More about the event here.

Visit Mr. Ferencz's website.

Benjamin B. Ferencz


Chief Prosecutor of the Nuremberg Einsatzgruppen case, 1947-48, and advocate for international peace and justice

An interview with Benjamin B. Ferencz, conducted on 7 November 2014 in Waltham, Massachusetts by David P. Briand and Leigh Swigart.

Access the full transcript of the interview here.

Go to the Brandeis Institutional Repository to conduct a keyword search across the entire Ad Hoc Tribunals Oral History collection.

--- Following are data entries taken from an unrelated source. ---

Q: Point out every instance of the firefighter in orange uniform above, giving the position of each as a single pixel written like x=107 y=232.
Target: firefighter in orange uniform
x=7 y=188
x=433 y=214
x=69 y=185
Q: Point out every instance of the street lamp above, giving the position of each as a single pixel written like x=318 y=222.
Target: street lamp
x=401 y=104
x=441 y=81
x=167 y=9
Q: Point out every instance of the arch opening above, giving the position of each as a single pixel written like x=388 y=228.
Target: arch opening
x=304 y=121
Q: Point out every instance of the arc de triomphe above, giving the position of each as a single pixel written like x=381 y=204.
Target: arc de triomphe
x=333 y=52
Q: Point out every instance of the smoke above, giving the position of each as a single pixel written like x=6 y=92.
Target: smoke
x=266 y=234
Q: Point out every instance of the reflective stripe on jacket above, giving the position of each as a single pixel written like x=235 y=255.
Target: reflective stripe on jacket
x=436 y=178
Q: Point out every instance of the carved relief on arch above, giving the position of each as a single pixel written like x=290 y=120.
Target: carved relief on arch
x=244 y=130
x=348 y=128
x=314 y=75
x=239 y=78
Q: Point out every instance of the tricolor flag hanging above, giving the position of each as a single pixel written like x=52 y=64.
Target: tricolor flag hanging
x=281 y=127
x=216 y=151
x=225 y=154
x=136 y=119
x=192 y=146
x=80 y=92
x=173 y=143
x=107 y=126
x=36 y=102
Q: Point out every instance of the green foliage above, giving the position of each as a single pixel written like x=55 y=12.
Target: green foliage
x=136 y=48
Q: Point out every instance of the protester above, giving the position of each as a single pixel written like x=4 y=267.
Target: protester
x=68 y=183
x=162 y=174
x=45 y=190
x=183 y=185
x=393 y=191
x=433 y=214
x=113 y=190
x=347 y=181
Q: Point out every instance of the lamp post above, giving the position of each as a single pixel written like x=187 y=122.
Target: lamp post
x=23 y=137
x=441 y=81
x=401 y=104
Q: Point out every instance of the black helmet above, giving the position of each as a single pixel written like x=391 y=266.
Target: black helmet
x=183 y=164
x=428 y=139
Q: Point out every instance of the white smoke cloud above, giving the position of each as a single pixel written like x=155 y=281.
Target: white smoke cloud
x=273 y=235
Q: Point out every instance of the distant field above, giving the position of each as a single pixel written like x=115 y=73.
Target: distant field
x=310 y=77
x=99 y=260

Please use the following citation format: Oral History Interview with Benjamin B. Ferencz (2015), Ad Hoc Tribunals Oral History Project, pages XX, International Center for Ethics, Justice and Public Life, Robert D. Farber University Archives & Special Collections Department, Brandeis University.

Interview content

Mr. Ferencz reminisces about Nazi war crimes research and evidence collection for the U.S. Army; the Einsatzgruppen trial; the Battle of Mogadishu/Black Hawk down in Somalia and the resulting U.S. reluctance to intervene early in the Balkan Wars; the early stages of negotiations for the International Criminal Tribunal for the former Yugoslavia at the United Nations; the international community’s failure to act to prevent violence in Rwanda. He discusses the campaign to have aggression recognized as a punishable crime under international criminal law; the rebranding of the crime of aggression as a crime against humanity; the necessity of permanent mechanisms to adjudicate international criminal law; the problem of the glorification of war-making; the Yugoslavia and Rwanda tribunals and International Criminal Court [ICC] as progress toward the rule of law; the role of the religious community in preventing acts of aggression.

Biographical information

Benjamin B. Ferencz, the son of Hungarian Jews who fled Europe in the 1920’s, studied law at Harvard University and served in the U.S. Army during World War II. At the age of 27, he was appointed Chief Prosecutor of the Einsatzgruppen case, one of the Subsequent Nuremberg Trials conducted in 1947-48. All 22 defendants, charged with crimes against humanity, war crimes, and membership in organizations declared criminal by the International Military Tribunal, were found guilty and executed. Throughout his life, Mr. Ferencz has been a tireless advocate for international peace and justice. He has been a vocal supporter of the International Criminal Court and more recently a campaigner for the criminalization of  the crime of aggression under international law.